I wrote a few times in 2008 and early 2009 that as historic and mind bending the times we were living through then were, that when all the details of what was happening behind the scenes leaked out in the coming years ... that's where the truly fascinating information would be found. How short are memories are - all the furor over the direct handout to investment (and other) banks the world over, led by our friends at Goldman Sachs (GS) via AIG swap agreements - is but a distant memory.
If you are not familiar with the story, a flailing AIG (which should not even exist anymore) owed our financial oligarchs a lot of money. Most companies on the verge of bankruptcy - in a ploy to try to stay alive - settle with their creditors for perhaps 20, 40, 60 cents on the dollar; depending on how bad their financial situation is. But since the most important people to our government (the bankers) were involed, the US taxpayer's money came to the rescue to make sure they were paid not at 30 cents on the dollar, not at 60 cents on the dollar, but 100 cents on the dollar. Because the last thing we want to do is to put the gravy train of political contributions ahead of the citizens of the US.

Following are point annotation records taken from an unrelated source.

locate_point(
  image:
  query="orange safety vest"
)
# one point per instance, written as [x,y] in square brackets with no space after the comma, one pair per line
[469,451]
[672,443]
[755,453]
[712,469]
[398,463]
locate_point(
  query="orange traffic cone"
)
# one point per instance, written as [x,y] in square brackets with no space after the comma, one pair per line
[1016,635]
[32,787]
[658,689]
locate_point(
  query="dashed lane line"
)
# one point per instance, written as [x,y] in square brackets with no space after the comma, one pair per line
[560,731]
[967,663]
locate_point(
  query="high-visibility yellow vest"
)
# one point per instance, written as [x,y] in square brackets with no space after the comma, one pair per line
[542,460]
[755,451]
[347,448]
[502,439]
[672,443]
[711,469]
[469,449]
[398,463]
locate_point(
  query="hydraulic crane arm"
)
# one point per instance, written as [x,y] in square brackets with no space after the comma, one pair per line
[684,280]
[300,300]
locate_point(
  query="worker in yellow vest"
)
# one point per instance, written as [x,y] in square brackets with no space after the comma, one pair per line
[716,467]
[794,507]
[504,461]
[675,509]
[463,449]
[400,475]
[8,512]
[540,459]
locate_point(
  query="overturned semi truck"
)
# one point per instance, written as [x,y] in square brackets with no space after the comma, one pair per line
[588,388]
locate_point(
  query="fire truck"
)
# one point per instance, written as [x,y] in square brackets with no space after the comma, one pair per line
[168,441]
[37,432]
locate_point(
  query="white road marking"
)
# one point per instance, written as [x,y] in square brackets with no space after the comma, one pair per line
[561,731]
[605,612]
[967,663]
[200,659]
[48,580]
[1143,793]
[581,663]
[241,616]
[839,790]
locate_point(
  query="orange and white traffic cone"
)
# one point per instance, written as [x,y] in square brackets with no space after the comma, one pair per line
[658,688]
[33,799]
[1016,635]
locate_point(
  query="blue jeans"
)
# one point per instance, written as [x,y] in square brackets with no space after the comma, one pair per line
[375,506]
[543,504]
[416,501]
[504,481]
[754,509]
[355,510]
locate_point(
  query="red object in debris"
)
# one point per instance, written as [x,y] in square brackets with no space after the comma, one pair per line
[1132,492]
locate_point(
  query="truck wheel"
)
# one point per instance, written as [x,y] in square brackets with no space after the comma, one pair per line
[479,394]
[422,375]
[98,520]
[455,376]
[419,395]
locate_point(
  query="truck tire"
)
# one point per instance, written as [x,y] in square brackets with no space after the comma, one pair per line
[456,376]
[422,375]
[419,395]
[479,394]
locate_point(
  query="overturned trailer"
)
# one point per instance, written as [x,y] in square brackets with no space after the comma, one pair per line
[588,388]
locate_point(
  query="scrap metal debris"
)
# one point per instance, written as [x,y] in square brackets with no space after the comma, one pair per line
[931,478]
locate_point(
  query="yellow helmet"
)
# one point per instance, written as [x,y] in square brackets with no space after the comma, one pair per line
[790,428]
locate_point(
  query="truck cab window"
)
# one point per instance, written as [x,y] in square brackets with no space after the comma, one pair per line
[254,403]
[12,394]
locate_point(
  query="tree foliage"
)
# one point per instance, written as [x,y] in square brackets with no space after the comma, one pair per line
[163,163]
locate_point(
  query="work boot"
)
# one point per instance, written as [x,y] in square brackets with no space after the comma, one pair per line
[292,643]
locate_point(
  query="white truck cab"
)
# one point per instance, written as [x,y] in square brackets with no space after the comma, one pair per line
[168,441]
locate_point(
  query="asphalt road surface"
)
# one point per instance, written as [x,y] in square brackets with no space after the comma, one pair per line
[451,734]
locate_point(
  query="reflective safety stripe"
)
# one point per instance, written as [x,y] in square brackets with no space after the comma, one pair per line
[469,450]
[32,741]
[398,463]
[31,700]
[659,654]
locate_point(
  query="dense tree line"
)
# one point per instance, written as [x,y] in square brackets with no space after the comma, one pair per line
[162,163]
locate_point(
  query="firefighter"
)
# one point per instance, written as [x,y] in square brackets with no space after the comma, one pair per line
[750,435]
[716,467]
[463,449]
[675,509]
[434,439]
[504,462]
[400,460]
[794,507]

Since these sort of things tend to peeve the American people, it was important for Mr. Geithner to delay the disclosure at the time of the payments... and instead let the details come out many months later when the firestorm had passed. In return for such good deeds and protecting the bankers, Mr. Geithner was of course promoted.
We were not fooled...
- During the original bailout [Oct 17, 2008: Your Tax Money Paid to Investment Banks and Hedge Funds via AIG]
- 5 months later when the details were actually released [Mar 6, 2009: AIG Counterparty Furor Grows]
On to today's Bloomberg story
- The Federal Reserve Bank of New York, then led by Timothy Geithner, told American International Group Inc. to withhold details from the public about the bailed-out insurer’s payments to banks during the depths of the financial crisis, e-mails between the company and its regulator show.
- AIG said in a draft of a regulatory filing that the insurer paid banks, which included Goldman Sachs Group Inc. and Societe Generale SA, 100 cents on the dollar for credit-default swaps they bought from the firm. The New York Fed crossed out the reference, according to the e-mails, and AIG excluded the language when the filing was made public on Dec. 24, 2008.
- The e-mails were obtained by Representative Darrell Issa, ranking member of the House Oversight and Government Reform Committee.
I don't know Mr. Issa's politics, but I do know he has been one of the few people in Congress who actually has been fighting for disclosure and transparency without relent the past 3 years, so let me applaud him on that front.
- The New York Fed took over negotiations between AIG and the banks in November 2008 as losses on the swaps, which were contracts tied to subprime home loans, threatened to swamp the insurer weeks after its taxpayer-funded rescue. The regulator decided that Goldman Sachs and more than a dozen banks would be fully repaid for $62.1 billion of the swaps, prompting lawmakers to call the AIG rescue a “backdoor bailout” of financial firms.
- “It appears that the New York Fed deliberately pressured AIG to restrict and delay the disclosure of important information,” said Issa, a California Republican. Taxpayers “deserve full and complete disclosure under our nation’s securities laws, not the withholding of politically inconvenient information.”
- Issa requested the e-mails from AIG Chief Executive Officer Robert Benmosche in October after Bloomberg News reported that the New York Fed ordered the crippled insurer not to negotiate for discounts in settling the swaps.
Again that last point is so important... when a company you are dealing with as a counterparty is going belly up, you are thankful to get anything back. In AIG's case the losses were so severe, 20 cents on the dollar most likely would of been a miracle. But with your grandchildren's help, US and international banks were allowed the gift of 100 cents on the dollar. Tim Geithner demand no negotiations.
- The e-mail exchanges between AIG and the New York Fed over the insurer’s disclosure of the transactions show that the regulator pressed the company to keep details out of the public eye.
- The e-mails span five months starting in November 2008 and include requests from the New York Fed to withhold documents and delay disclosures.
- AIG’s Dec. 24, 2008, filing was challenged privately by the U.S. Securities and Exchange Commission, which polices the adequacy of disclosures by publicly traded firms. The agency said in a letter to then-CEO Edward Liddy six days later that AIG should provide a Schedule A, which lists collateral postings for the swaps and names the bank counterparties that purchased them from the company. The Schedule A was disclosed about five months later in a filing.
Of course the Fed's legal counsel is washing its hands of the matter ... in perfect legalese talk:
- “Our position has always been that if AIG’s securities lawyers determine that AIG is legally obligated to make a particular filing or disclosure, then that is what AIG must do,” said Jack Gutt, a spokesman for the New York Fed, in an e- mailed statement. Gutt said it was appropriate for the New York Fed, as party to deals outlined in the filings, “to provide comments on a number of issues, including disclosures, with the understanding that the final decision rested with AIG’s securities counsel.”
This is laughable beyond comment. As if AIG's legal team was going to do an end around the counsel of the New York Fed and do a disclosure that they were being pressed not to do.